As humanity’s experience has shown, a monarchy has never been a marketable system.  Monarchies by their nature breed untold privileges based on someone’s birth and have been crumbling one after the other and, very fortunately, it is impossible to convince a republic to convert its system to a monarchy.

What are we waiting for here in Canada?  Are we waiting for the English to arouse from their coma to dispose of the Monarchy before we decide to become a republic?  The Monarchy has always worked for Canadian politicians.

 One politician after the other has sought the highest office only for the sake of becoming the Prime Minister and the rest was to deal with the day-to-day routines of the office and at the end to collect a fat retirement pay cheque!

We must salute Australia for moving in the direction of a republican system.  Its former prime minister, Julia Gillard, had the courage to make it her political platform during her campaign to end the Monarchy in Australia and when the Queen visited Australia, she had the courage of her convictions and delivered the message by standing tall and graceful and refusing to curtsy.  What a great and unforgettable moment it was for a nation moving towards a republican system!  Unfortunately, a coterie of misguided and sexist politicians did everything they could to bring her down, but they cannot stop Australia from moving forward.

The best living proof that the separatist movement in Quebec will evaporate and disappear after the monarchy is ended is the state of Louisiana in the United States.  Very briefly, in 1804 Napoleon Bonaparte commissioned four prominent jurists to simplify and naturalize the Roman law, which was prevalent all over Europe.  Their finished work became known as the French Civil Code.  In 1808 the state of Louisiana adopted it as the Civil Code of Louisiana.  Even though the Code has undergone several amendments and revisions, it is still heavily influenced by the Napoleonic Code!

Now, why is it that the early settlers in Louisiana, the Canadian Acadians, who were expelled from the Atlantic Canada by the British in 1755, and their descendents, the Cajuns, never wanted to separate from the United States to form their own independent French state?   Obviously, because the United States is a republic and there was no trace of any monarchy to look down its nose at them and furthermore, they could identify with the United States because the United States itself revolted against the British and hence, the Fourth of July celebration!  The secession of Louisiana during the Civil War (1861-1865) over a century after their settlement had only to do with the “slavery” issue, which was a completely different matter.

English Canada is satisfied to think that the separatist movement will go away on its own while the Monarchy is firmly in place, but the hard facts indicate that it is alive and well and only simmers down from time to time.  Since Rene Levesque, the founder of the separatist party, Parti Quebecois, and the first Quebec Premier from that party, resigned from politics in late 1985 (premier: November 25, 1976 to October 3, 1985) to this date we have had five more Parti Quebecois premiers in Quebec and there will be more in the years to come.

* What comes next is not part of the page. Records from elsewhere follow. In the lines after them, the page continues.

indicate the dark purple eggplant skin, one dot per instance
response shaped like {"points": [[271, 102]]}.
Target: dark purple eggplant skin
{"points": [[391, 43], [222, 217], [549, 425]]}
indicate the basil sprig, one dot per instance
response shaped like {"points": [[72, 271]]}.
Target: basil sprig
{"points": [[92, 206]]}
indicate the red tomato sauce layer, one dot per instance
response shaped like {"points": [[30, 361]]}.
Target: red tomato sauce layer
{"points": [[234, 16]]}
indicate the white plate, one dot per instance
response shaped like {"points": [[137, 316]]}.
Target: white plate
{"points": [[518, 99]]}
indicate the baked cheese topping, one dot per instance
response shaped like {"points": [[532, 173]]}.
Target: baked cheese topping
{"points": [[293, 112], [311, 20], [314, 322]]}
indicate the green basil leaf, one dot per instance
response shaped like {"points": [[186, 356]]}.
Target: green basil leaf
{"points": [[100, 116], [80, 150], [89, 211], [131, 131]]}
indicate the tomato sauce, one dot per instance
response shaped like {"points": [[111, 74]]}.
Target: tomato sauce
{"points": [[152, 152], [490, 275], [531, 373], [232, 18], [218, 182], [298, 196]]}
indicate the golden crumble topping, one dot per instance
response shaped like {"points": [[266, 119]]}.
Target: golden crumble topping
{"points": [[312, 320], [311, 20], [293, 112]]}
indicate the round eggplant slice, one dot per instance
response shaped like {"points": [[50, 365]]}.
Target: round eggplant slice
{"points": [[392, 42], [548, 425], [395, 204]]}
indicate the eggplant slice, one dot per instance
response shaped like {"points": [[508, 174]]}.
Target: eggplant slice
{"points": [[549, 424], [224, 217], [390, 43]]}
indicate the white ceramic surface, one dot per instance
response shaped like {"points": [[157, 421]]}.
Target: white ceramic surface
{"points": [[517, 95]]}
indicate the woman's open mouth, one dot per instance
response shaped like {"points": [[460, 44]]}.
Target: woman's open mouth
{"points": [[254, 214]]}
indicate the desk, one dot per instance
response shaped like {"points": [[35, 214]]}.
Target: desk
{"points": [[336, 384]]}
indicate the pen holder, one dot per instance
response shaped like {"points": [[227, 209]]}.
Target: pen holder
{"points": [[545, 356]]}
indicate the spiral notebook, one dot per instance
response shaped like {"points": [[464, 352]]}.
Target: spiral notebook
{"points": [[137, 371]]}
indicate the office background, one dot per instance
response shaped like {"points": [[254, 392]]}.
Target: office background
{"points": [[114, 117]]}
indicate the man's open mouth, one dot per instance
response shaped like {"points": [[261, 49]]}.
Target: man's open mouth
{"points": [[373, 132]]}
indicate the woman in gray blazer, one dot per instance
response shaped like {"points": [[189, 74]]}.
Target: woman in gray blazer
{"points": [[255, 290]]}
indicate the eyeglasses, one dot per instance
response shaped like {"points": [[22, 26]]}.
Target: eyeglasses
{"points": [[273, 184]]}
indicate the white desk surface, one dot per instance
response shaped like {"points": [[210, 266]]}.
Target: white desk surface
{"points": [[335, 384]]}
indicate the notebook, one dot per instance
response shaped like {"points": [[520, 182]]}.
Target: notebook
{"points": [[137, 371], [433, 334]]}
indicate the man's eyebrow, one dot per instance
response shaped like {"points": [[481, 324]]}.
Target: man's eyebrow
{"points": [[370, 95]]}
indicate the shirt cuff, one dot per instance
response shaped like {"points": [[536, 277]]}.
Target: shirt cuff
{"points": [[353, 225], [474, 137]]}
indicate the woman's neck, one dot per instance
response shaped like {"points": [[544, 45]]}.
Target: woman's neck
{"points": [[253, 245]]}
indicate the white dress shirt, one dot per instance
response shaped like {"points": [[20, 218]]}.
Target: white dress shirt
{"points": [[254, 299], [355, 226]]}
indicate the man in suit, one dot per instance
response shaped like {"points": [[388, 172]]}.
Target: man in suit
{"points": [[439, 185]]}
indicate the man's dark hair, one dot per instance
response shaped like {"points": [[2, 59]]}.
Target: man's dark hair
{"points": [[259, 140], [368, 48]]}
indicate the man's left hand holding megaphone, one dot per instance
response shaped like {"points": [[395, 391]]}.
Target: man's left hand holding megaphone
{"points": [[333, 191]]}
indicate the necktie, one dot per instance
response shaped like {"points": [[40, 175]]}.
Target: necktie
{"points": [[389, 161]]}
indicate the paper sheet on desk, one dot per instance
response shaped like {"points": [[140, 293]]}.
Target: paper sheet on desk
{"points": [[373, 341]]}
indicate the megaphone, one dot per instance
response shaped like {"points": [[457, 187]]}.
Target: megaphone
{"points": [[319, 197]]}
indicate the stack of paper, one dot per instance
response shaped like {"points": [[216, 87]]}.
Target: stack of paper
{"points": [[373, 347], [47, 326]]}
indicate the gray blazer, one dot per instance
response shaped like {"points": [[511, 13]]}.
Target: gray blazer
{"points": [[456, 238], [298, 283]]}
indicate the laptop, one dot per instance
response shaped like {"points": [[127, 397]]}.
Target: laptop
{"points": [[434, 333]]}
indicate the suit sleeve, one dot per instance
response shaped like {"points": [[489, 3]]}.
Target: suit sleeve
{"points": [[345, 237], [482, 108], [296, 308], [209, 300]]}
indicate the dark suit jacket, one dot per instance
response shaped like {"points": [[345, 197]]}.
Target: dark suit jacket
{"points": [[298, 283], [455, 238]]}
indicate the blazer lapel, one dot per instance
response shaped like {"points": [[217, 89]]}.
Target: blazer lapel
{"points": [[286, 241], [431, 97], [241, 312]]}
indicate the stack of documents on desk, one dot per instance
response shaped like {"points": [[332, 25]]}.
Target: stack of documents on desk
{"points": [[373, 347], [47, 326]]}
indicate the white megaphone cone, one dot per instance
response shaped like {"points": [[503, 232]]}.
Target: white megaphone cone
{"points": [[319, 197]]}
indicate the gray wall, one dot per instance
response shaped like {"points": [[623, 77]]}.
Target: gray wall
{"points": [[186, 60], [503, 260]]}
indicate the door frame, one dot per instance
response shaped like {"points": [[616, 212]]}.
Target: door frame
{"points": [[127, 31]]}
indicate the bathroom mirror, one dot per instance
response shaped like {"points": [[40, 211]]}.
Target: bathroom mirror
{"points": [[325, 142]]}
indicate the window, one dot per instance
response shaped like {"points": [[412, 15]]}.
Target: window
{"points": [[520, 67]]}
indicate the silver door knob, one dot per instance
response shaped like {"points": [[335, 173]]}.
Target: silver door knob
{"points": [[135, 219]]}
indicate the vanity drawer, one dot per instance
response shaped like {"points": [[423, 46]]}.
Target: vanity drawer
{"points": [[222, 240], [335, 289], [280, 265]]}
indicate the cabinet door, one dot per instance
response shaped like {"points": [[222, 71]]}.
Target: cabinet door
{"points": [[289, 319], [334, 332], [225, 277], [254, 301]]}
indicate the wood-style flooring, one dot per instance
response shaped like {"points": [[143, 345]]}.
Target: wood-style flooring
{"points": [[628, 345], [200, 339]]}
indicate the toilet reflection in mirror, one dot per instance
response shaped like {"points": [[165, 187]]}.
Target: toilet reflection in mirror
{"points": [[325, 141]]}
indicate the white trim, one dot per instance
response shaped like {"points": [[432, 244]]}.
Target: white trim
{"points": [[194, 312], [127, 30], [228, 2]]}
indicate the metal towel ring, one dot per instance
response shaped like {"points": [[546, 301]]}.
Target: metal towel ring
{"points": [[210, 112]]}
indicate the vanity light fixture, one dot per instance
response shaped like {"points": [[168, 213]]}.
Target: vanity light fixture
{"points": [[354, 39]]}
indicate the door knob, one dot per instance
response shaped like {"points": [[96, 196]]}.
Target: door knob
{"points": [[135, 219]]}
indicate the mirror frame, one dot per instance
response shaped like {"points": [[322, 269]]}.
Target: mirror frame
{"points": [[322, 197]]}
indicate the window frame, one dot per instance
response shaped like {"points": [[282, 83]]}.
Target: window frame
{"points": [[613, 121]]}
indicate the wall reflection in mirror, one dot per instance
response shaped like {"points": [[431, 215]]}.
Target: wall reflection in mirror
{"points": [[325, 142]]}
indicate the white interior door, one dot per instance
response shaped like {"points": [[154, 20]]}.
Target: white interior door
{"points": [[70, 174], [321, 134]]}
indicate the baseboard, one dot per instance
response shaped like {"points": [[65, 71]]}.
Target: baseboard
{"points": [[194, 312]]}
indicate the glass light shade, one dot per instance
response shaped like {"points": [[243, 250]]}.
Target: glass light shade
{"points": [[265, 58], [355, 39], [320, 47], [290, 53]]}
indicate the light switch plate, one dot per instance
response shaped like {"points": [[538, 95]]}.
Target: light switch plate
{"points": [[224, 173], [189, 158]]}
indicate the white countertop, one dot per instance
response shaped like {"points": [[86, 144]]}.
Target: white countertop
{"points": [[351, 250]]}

This leads us to the fair conclusion that it now only takes a great and charismatic French Canadian leader to rise to power and sweep them off their feet and give at least the majority of the voters, if not all of them, enough get-up-and-go to say yes to “sovereignty”!  The dire consequences are that the cost to all of us will be astronomically high and unbearable and still worse is the fact that after the break-up the rest of Canada will become a bird’s nest on the ground for the United States.

Time is marching on very fast and we must act decisively.  We must stop once and for all falsely and complacently pointing fingers at our French Canadians.  Instead, we must train our eyes and our united efforts towards removing the actual cause, which is the Monarchy and its divisive effect on our lives in Canada.